Overall, our accuracy on the final numerical answer is significantly better than previous Seq2Tree work. We mainly attribute the reason to the fact that we enforce the model to predict the complete expression rather than a single operator or quantity. However, the absolute accuracy is not really high, especially on MathQA and SVAMP.

We further conduct analysis to investigate the difficulties in SVAMP. Details can be found in the paper. We found that the constraint introduced above has significantly improved the performance on the SVAMP dataset. The constraint is simply disallowing the appearance of negative values. This constraint improves our BERT-based Reasoner by 7 points and 2 points for Roberta-based Reasoner.

## Interpretable Analysis

In this example, we would like to showcase how we can interpret the model predictions.

Question: There are 255 apple trees in the orchard.Planting another 35 pear trees makes the number exactly the same as the apple trees.If every 20 pear trees are planted in a row, how many rows can be planted in total?

Answer: 11.Gold Expression: \((255 - 35) \div 20\).Predicted Expression: \((255 + 35) \div 20\)

Deductive Scores: Prob('255+35=290') = 0.068 > Prob('255-35=220') = 0.062

At the first step of prediction, we can see the model make a mistake by predicting the subtraction as addition. The error can be actually located by the sentence marked in red. We suspect that the "planting another" statement misleads the model to make an "addition" prediction. We then want to revise that sentence and make it convey more accurate semantics. The italic sentence below is the revised sentence.

Question: There are 255 apple trees in the orchard.The number of pear trees is 35 fewer than the apple trees.If every 20 pear trees are planted in a row, how many rows can be planted in total?_Prob(255+35=290) = 0.061 < Prob(255-35=220) = 0.067

Through the word "fewer", we hope the model understands that this part should be a subtraction. This study shows how interpretable predictions help us understand our model behavior.

## Conclusions

Our deductive system is structurally more efficient compared to the tree-based model and is able to provide explainable solving steps. Furthermore, we are able to incorporate prior knowledge as constraints to improve the model performance. Theoretically, the underlying deductive system can not only apply to math word problem solving but also other tasks that require multi-step reasoning and structure predictions.

We also have certain limitations under this framework: the memory consumption is high when we have many mathematical operators and constants. In addition, it is still challenging to efficiently apply beam search in our framework because of the unbalanced distribution at each time step.

## References

Bengio, Yoshua, Yann Lecun, and Geoffrey Hinton. "Deep learning for AI." *Communications of the ACM* 64.7 (2021): 58-65.

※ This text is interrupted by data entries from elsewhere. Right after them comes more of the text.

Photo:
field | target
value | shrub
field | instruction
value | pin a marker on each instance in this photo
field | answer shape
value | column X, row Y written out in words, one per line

Daniel, Kahneman. "Thinking, fast and slow." (2017).

Chowdhery, Aakanksha, et al. "Palm: Scaling language modeling with pathways." *arXiv preprint arXiv:2204.02311* (2022).

Amini, Aida, et al. "MathQA: Towards Interpretable Math Word Problem Solving with Operation-Based Formalisms." *Proceedings of NAACL,* 2019.

Xie, Zhipeng, and Shichao Sun. "A Goal-Driven Tree-Structured Neural Model for Math Word Problems." Proceedings of *IJCAI*. 2019.